Arc of Prosperity

Scottish Independence within the EU – with a Scandinavian Slant


Nobility in an independent Scotland

Passing of House of Lords Act 1999
Passing of House of Lords Act 1999, a photo by UK Parliament on Flickr.
The SNP and Yes Scotland don’t intend to abolish the monarchy immediately after independence. Hopefully a referendum on creating a republic will happen soon afterwards, but that’s a battle for another day.

However, a separate question is what will happen to the Scottish peers, both the hereditary ones and the life peers.

In general, republics tend to abolish all hereditary titles, and most monarchies tend to preserve the peerage. However, the Kingdom of Norway got rid of their nobility after independence, so there would be a precedent for abolishing it completely. However, my gut feeling is that this will have to wait until the Republic of Scotland is declared.

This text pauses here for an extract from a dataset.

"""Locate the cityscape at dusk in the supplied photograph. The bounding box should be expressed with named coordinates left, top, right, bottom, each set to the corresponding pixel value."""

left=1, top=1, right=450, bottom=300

The life peers, on the other hand, are a unique UK invention (and a rather recent one, too), which basically came about because the House of Lords didn’t get replaced with something more democratic ages ago.

The main reason for making somebody a life peer is to allow them to sit in the House of Lords, so unless an independent Scotland creates a Hoose o Lairds — which I consider extremely improbable — their entire raison d’être disappears.

It therefore seems very unlikely that Scotland will be granting life peerages after independence.

However, what will happen to the UK’s current life peers from Scotland? This is not Scotland’s problem, of course, and I guess the rUK will have to make a decision on this in due course. The most likely scenario is that they’ll lose their seats, however, so I’m not surprised that many of the current Scottish life peers are fighting tooth and nail to preserve the union.